Release #08.043
September 9, 2008

Pilots: DHL/UPS Proposal Is “One Bad Deal”
Agreement would cut 10,000 jobs, slash competition, and harm economy

 WASHINGTON – The head of the world’s largest pilots union called a DHL/United Parcel Service proposal to transfer all DHL flying from ASTAR and ABX to competitor UPS “One Bad Deal” for workers, air express competition, and the U.S. economy in testimony before the U.S. House Judiciary Committee today.

“The proposal is bad for pilots, bad for ASTAR, bad for competition in the U.S. air express industry, bad for southwestern Ohio, bad for American workers, and bad for the U.S. economy,” said Capt. John Prater, president of the Air Line Pilots Association, Int’l (ALPA), after his testimony. “Congress must meticulously scrutinize this proposal and ensure that it is thoroughly reviewed by the antitrust authorities before it goes forward.

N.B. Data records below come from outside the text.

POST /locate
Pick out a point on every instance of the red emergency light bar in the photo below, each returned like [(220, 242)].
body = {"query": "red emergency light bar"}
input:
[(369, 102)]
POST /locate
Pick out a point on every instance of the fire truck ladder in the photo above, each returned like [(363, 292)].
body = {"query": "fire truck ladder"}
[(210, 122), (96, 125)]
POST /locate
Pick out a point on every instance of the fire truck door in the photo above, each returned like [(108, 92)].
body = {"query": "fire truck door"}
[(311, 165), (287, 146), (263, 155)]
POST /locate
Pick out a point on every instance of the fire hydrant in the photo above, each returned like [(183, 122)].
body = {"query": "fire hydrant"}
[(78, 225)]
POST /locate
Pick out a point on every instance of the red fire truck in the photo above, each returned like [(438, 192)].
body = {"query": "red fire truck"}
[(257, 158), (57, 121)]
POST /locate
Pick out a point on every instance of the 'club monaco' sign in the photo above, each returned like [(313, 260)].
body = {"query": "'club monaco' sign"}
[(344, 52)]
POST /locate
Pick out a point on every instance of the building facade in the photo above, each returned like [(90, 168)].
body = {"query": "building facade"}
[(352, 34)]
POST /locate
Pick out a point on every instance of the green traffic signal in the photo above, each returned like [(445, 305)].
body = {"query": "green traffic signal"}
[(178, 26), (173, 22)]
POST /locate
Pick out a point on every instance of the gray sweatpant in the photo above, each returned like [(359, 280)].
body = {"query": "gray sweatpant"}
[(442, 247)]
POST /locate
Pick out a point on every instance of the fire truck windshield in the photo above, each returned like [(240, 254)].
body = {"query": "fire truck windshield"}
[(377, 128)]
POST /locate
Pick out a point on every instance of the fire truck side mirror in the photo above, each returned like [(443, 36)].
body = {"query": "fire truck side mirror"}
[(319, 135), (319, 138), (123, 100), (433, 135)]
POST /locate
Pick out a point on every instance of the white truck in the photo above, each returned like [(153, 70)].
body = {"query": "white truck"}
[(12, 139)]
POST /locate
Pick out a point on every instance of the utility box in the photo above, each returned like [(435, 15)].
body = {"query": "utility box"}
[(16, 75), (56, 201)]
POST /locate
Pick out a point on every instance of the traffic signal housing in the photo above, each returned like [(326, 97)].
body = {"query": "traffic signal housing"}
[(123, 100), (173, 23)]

“The agreement stems from once-secret discussions between UPS and DHL, which were deliberately hidden from affected companies, employees, and public officials,” continued Prater. “In ALPA’s case, the secrecy was clearly intended to deprive ASTAR pilots of the chance to protect themselves, in both bargaining and litigation.”

 “This backdoor deal would spell financial disaster for thousands of families across Ohio who are already reeling from hard economic times,” said Capt. Pat Walsh, chairman of ALPA’s ASTAR pilot group. “We need Congress to act quickly to put the brakes on this proposal.” Prater was joined at the hearing by Walsh and dozens of the 525 pilots ALPA represents at ASTAR Air Cargo, who have flown cargo for DHL for more than two decades.

In May of this year, Deutsche Post, the Germany-based parent Company of DHL, announced that it was negotiating to transfer all North American flying currently performed by ASTAR and ABX to its competitor, UPS. Although it held a 49 percent stake in ASTAR and had two representatives on the airline’s board of directors, Deutsche Post did not inform ASTAR or its employees that it had been negotiating with UPS for six months. At the same time that Deutsche Post was cutting the deal with UPS, ASTAR was negotiating a collective bargaining agreement with ALPA.

In 2003, Deutsche Post sought to expand its North American operations to become a competitor to FedEx and UPS by purchasing Airborne Express, merging its ground operations into DHL’s, and spinning off its air operations as ABX Air. However, once Deutsche Post/DHL entered into the same sort of commercial arrangement with ABX as it had with ASTAR, the company renounced any obligation to adhere to the job security agreement it had with ALPA. This led to several years of litigation between ALPA and DHL.

The central issue in the most recent contract negotiations between ASTAR and ALPA was job security. While DHL was making demands with respect to the job security provisions of any agreement between ASTAR and ALPA and requiring settlement of the ALPA-DHL litigation, DHL and its parent, Deutsche Post, were negotiating to hand over all ASTAR flying to UPS.

“Hindsight is always 20/20. Now that we know about the secret deal with UPS, it’s obvious that these demands were designed to clear the way for it,” said Walsh. “We appreciate Sen. Sherrod Brown’s leadership and we gratefully thank all of the elected representatives from Ohio who are supporting our pilots, their families, and their communities by going over this deal with a fine-tooth comb.”

“It is hard to see how the proposed DHL/UPS alliance would benefit U.S. consumers,” said Prater. “We urge the Judiciary Committee to ask the parties not to implement this deal until and unless it has been reviewed by the Department of Justice or the Federal Trade Commission.”